According to Reporters Without Borders, three journalists have been imprisoned since Raul Castro took over as acting president. Some forty others have been subjected to searches, summoned for questioning by the political police, physically attacked or threatened.

In April, Oscar Sánchez Madan, the correspondent of the Cubanet website in Matanzas province, was sentenced to four years in prison in a trial held behind closed doors immediately after his arrest. Raymundo Perdigón Brito, a founder of the independent Yayabo Press agency, was sentenced to four years in prison following his arrest in November 2006. Ramón Velázquez Toranso of the Libertad news agency was arrested in January of this year and sentenced to three years in prison. He went on a hunger strike in February. Each was convicted of being a so-called "pre-criminal social danger." Cuban authorities use that provision of the criminal code to silence political dissent.
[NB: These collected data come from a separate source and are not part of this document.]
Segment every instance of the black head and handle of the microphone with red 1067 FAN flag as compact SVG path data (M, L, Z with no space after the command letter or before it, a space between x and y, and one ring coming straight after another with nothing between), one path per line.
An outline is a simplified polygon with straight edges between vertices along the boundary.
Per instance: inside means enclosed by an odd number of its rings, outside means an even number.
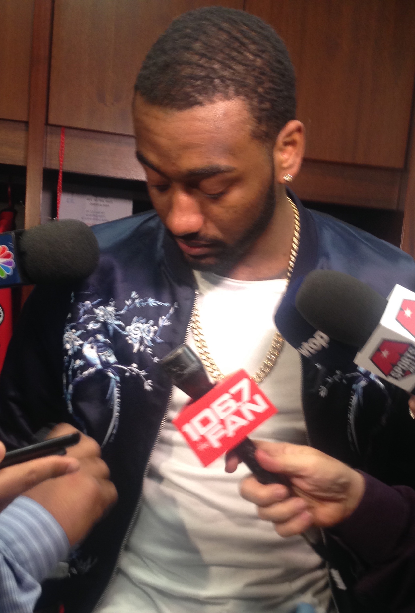
M180 345L170 351L167 356L159 361L159 365L169 375L172 383L190 396L192 400L199 400L215 387L215 384L209 381L199 357L188 345ZM255 458L255 450L256 446L249 438L245 438L232 449L236 452L238 458L248 466L251 473L256 476L257 481L265 485L281 483L291 491L291 482L285 475L271 473L259 465Z

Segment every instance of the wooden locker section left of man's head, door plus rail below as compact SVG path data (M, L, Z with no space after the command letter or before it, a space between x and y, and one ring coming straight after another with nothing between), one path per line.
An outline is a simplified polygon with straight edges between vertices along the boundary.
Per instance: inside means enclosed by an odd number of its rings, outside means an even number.
M66 170L144 180L131 115L139 67L175 17L218 5L243 0L55 0L45 166L57 167L66 126Z

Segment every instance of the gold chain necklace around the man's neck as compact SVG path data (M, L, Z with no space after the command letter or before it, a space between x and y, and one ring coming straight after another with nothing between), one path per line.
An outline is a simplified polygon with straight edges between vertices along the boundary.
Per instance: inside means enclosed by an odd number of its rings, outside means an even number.
M289 264L287 269L287 287L292 275L292 269L294 268L295 260L297 259L297 254L299 253L299 244L300 244L300 216L299 211L297 211L297 207L294 202L289 198L289 203L292 207L292 212L294 213L294 235L292 236L292 245L291 245L291 253L289 258ZM197 352L199 353L199 357L202 360L202 363L209 375L214 381L219 381L219 379L224 378L224 374L219 370L216 366L213 358L210 355L205 336L202 330L202 324L200 322L200 313L199 308L197 308L197 300L199 299L199 292L196 291L196 296L194 300L194 307L191 317L191 328L194 338L194 344L196 345ZM256 373L251 377L255 381L255 383L259 384L264 381L265 377L272 371L275 366L275 362L280 355L281 349L284 345L284 339L281 337L281 334L275 332L275 335L272 339L272 343L270 348L267 351L267 355L265 356L264 361L261 366L258 368Z

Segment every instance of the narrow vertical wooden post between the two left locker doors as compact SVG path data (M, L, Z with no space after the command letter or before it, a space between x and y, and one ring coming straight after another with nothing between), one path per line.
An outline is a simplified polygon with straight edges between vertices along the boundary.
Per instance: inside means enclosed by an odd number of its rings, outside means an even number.
M35 0L29 93L25 228L40 224L53 0Z

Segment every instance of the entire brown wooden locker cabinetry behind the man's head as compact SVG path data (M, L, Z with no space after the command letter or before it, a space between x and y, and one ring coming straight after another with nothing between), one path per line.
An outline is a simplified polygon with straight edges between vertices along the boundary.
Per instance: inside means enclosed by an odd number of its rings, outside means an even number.
M131 120L137 71L173 18L213 5L264 18L287 44L297 72L298 116L307 130L297 194L316 202L405 208L408 237L408 211L415 208L414 137L408 137L414 125L413 0L0 0L7 22L0 62L9 62L0 71L0 162L24 163L31 10L32 59L41 47L29 89L28 223L39 219L42 167L58 168L61 126L64 170L144 178ZM4 97L6 90L11 97ZM13 96L19 104L10 104ZM413 238L405 240L413 245Z

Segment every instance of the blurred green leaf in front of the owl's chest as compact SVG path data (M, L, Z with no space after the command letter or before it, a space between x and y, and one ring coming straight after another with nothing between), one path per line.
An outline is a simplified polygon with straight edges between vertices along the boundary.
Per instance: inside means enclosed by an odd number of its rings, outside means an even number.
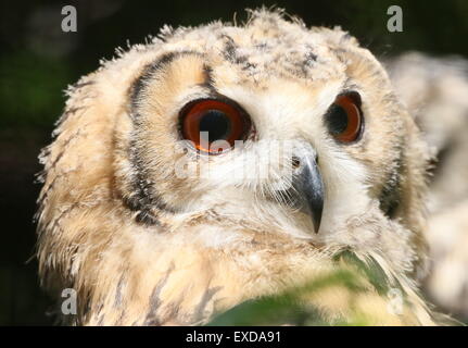
M390 283L375 260L364 262L351 251L338 253L334 262L336 270L280 294L245 301L214 318L208 326L366 326L378 323L377 316L364 313L355 306L357 297L375 291L385 301L390 301L390 289L399 285ZM345 289L349 295L347 307L343 308L345 315L330 319L319 308L304 300L336 288Z

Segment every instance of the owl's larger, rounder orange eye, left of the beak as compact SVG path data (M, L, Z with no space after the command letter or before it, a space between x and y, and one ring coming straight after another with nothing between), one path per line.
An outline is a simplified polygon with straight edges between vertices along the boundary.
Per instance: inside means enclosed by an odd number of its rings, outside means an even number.
M245 139L250 128L249 117L240 107L216 99L191 102L180 116L182 137L210 154L233 148L236 140Z

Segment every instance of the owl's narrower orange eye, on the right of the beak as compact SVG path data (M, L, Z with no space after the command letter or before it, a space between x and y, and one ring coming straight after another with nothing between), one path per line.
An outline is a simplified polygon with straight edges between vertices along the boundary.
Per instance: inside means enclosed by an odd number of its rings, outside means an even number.
M338 96L327 112L326 122L330 134L340 142L357 140L364 123L359 95L350 92Z

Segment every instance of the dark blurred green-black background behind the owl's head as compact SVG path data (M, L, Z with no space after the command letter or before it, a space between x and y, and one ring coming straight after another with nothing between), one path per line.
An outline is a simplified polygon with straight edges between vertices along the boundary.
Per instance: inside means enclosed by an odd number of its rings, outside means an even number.
M77 33L63 33L62 7L75 5ZM33 215L37 156L63 109L63 90L143 42L163 24L245 18L243 9L276 4L307 25L340 25L379 57L407 50L468 57L468 1L2 1L0 4L0 325L47 325L51 301L39 288ZM389 33L387 9L403 9L403 33Z

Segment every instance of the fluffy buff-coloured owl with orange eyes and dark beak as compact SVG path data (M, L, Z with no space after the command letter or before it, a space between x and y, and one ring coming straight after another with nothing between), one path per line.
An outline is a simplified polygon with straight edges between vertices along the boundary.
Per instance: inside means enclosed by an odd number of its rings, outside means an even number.
M381 271L330 324L431 325L430 151L382 65L340 28L281 10L163 27L67 91L39 197L41 283L76 325L198 325L334 270ZM382 288L399 289L400 311Z

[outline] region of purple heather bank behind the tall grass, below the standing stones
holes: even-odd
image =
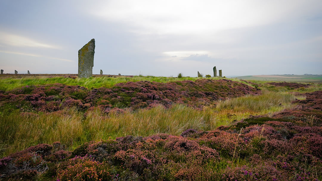
[[[0,93],[0,105],[11,106],[11,109],[20,109],[21,112],[53,112],[74,106],[80,110],[98,107],[105,113],[122,113],[123,108],[150,108],[158,104],[170,107],[175,103],[184,103],[202,108],[214,100],[247,94],[258,95],[260,90],[227,79],[169,83],[139,81],[92,90],[57,83],[25,86]]]

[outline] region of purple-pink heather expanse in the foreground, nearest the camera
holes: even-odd
[[[291,110],[320,110],[315,104],[321,94],[306,94]],[[293,116],[257,115],[210,131],[89,141],[71,151],[60,142],[42,143],[2,158],[1,175],[4,180],[321,180],[321,115],[314,114],[313,122]]]

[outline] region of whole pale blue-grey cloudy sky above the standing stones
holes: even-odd
[[[321,0],[1,0],[4,73],[322,74]],[[218,73],[217,73],[218,74]]]

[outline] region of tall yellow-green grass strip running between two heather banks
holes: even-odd
[[[84,113],[76,108],[52,113],[1,113],[0,152],[8,155],[38,143],[54,141],[74,149],[90,140],[126,135],[179,135],[190,128],[209,131],[249,115],[272,114],[290,108],[294,99],[290,93],[263,91],[262,95],[218,101],[215,108],[204,107],[201,111],[175,104],[169,109],[160,105],[149,110],[126,110],[109,115],[99,109]]]

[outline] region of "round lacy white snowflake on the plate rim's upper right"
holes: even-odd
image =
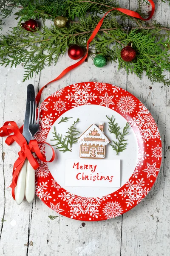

The independent Cuban Commission for Human Rights and National Reconciliation says the Cuban government is currently holding two-hundred-forty-six prisoners of conscience, including twenty-five dissident journalists. Twenty of the jailed journalists, including Ricardo González Alfonso, the editor of the magazine De Cuba and Reporters Without Borders’ Cuba correspondent, were arrested in a March 2003 crackdown and received prison sentences ranging from fourteen to twenty-seven years. According to Reporters Without Borders, they continue to be mistreated by prison guards and held in cells that are unfit for habitation.

The United States encourages all democratic nations to join the call for the immediate, unconditional release of Cuban political prisoners, the restoration of fundamental freedoms, and a political transition that quickly leads to multiparty elections in Cuba.